This paper shows an elegant way to calculate barycentric coordinates ($w_1$ : $w_2$ : $w_3$) of a point $x_4$ with respect to a 3D triangle formed by three points $x_1$, $x_2$ and $x_3$ (given $\vec{x}_{ij} = \vec{x}_j - \vec{x}_i$):
$$ \begin{bmatrix} \vec{x}_{13} \cdot \vec{x}_{13} & \vec{x}_{13} \cdot \vec{x}_{23} \\ \vec{x}_{13} \cdot \vec{x}_{23} & \vec{x}_{23} \cdot \vec{x}_{23} \end{bmatrix} \begin{bmatrix} w_1 \\ w_2 \end{bmatrix} = \begin{bmatrix} \vec{x}_{13} \cdot \vec{x}_{43} \\ \vec{x}_{23} \cdot \vec{x}_{43} \end{bmatrix}\\ w_1 + w_2 + w_3 = 1 $$
Based on the barycentric coordinates definition:
$$ \vec{x}_{13} w_1 + \vec{x}_{23} w_2 = \vec{x}_{43} $$
So we can write this system of equations in the form of:
$$ (\vec{v} \cdot \vec{x}_{13}) w_1 + (\vec{v} \cdot \vec{x}_{23}) w_2 = (\vec{v} \cdot \vec{x}_{43}) $$
The nice thing about this system is that it works correctly even if the point $x_4$ doesn't lie on the triangle plane. However, there are 2 restrictions:
- $\vec{v}$ in different equations needs to be linearly independent.

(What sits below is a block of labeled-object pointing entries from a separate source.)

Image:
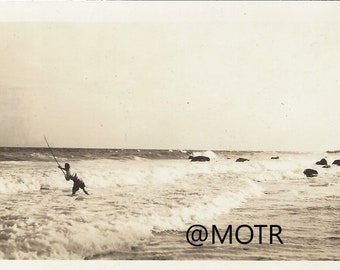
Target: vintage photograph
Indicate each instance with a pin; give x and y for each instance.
(170, 131)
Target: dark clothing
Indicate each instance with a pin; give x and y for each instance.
(77, 182)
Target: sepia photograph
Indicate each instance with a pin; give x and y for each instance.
(172, 131)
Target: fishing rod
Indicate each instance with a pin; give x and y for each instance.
(49, 147)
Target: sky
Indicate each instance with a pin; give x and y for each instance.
(213, 76)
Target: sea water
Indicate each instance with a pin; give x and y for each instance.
(142, 203)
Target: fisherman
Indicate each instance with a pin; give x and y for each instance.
(77, 182)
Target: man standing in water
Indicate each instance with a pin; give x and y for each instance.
(77, 182)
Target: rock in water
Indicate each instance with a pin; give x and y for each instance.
(321, 162)
(241, 160)
(199, 158)
(336, 162)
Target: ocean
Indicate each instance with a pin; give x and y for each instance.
(142, 204)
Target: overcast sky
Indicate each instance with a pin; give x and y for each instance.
(205, 76)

- $\vec{v}$ needs to be perpendicular to the triangle normal, hence $\vec{x}_{13}$ and $\vec{x}_{23}$ are chosen for $\vec{v}$. I have tested other value of $\vec{v}$ that is not perpendicular to the triangle normal and the results are not correct.
The question: Why does $\vec{v}$ need to be perpendicular to the triangle normal?